The Hillview Reservoir is a 90 acre storage reservoir in southeastern Yonkers, New York. It was built within a six-year period from 1909–1915 by the New York City Board of Water Supply to receive water from the newly constructed Catskill Aqueduct, which drained water from the Ashokan Reservoir and sent it down into the Kensico Reservoir, where it would, in turn, be drained back into a continuation of the Catskill Aqueduct, and sent into the Hillview Reservoir.
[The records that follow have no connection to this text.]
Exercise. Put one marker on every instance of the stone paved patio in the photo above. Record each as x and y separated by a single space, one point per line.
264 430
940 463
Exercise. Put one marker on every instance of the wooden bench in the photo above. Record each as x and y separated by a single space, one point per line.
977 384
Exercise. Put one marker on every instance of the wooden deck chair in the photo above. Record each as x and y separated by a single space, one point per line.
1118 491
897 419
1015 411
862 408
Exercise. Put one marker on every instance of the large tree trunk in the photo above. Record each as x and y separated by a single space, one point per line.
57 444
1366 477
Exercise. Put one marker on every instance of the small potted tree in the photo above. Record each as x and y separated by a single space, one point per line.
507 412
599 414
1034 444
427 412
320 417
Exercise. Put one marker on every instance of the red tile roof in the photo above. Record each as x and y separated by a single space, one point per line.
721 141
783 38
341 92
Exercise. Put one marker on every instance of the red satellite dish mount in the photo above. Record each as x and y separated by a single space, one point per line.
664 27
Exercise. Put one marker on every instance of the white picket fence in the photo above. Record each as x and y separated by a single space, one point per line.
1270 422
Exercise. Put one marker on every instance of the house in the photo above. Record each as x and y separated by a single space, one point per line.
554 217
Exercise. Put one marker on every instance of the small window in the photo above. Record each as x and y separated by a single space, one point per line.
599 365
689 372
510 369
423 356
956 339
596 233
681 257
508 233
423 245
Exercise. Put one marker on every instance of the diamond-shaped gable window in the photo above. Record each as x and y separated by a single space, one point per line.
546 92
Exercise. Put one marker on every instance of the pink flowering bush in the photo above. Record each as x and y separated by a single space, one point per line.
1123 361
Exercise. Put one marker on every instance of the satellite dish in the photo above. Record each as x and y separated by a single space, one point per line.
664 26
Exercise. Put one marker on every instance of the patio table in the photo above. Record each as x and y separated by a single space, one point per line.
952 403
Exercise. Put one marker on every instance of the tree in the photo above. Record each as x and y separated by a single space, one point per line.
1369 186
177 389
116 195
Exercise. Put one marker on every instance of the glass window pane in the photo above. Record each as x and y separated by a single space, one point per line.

Frank E. Winsor was the engineer in charge of construction of both Hillview and Kensico as well as 32 mi of the Catskill Aqueduct.
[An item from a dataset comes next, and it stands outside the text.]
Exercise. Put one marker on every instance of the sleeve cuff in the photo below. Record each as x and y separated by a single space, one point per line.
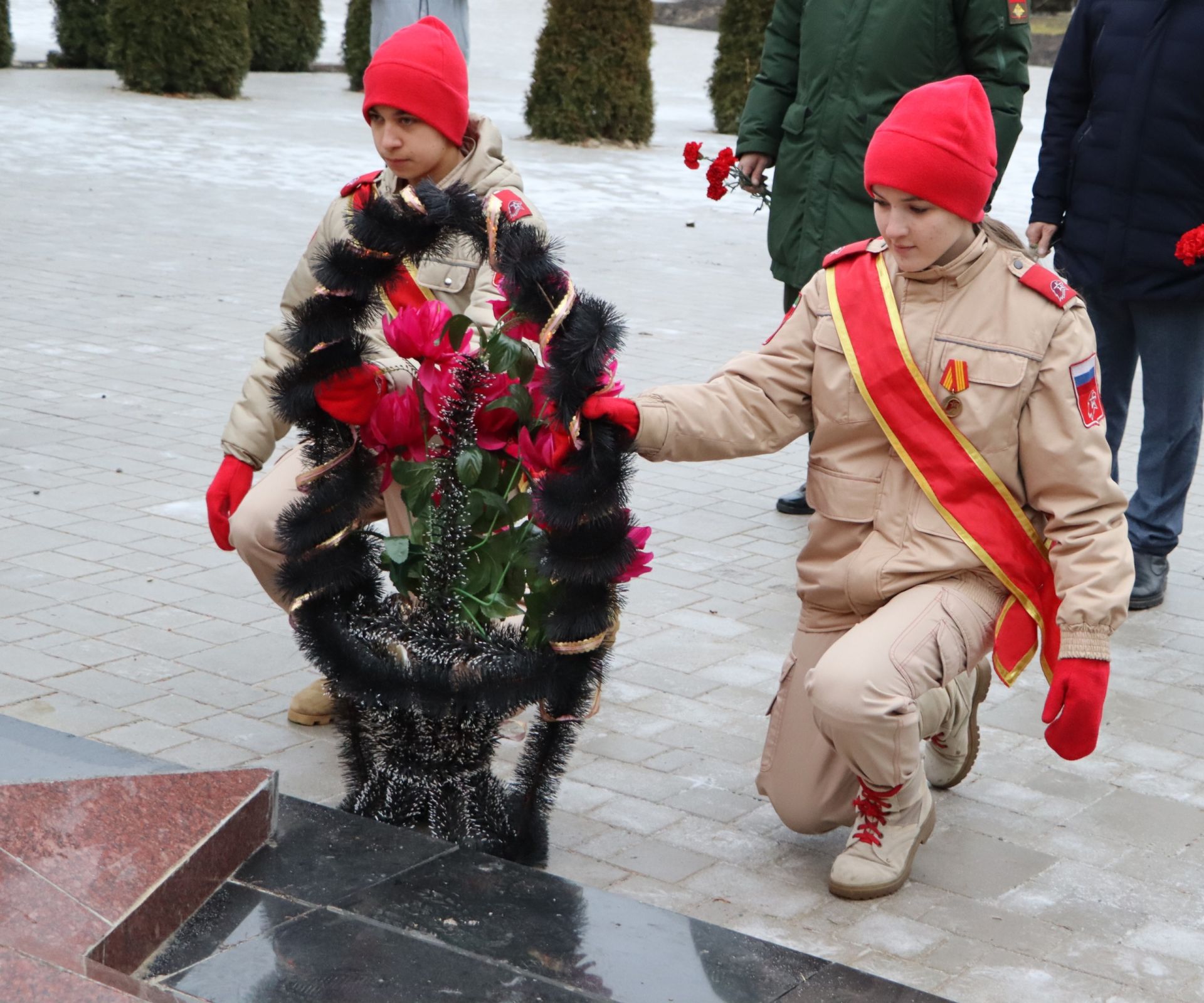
654 428
1084 641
The reservoir itself has a maximum capacity of 900 million US gallons (3,400,000 m^{3}), and water from the reservoir is sent through New York City Water Tunnels No. 1 and No. 2. The plan for the New York City Water Tunnel No. 3 is to move water from the Kensico Reservoir, and send it directly into the Hillview Reservoir, and then into the rest of New York City. The reservoir itself does not impound a river, and is held up by walls on all sides.

On September 23, 1950, a seaplane that had encountered engine trouble attempted an emergency landing in the reservoir but instead crashed into Kimball Avenue. A month later, another seaplane made a successful emergency landing in the reservoir.

In 1993, city officials considered building a concrete cover over the reservoir to prevent excrement from seagulls contaminating the water with bacteria and viruses.

In March 2019, the New York City Department of Environmental Protection (DEP) made an agreement with the United States Environmental Protection Agency (EPA) to cover the reservoir by 2049 to comply with the Safe Drinking Water Act. They also agreed to enhance efforts to manage wildlife at the reservoir in the meantime, eliminating cliff swallow nests and capturing or killing waterfowl.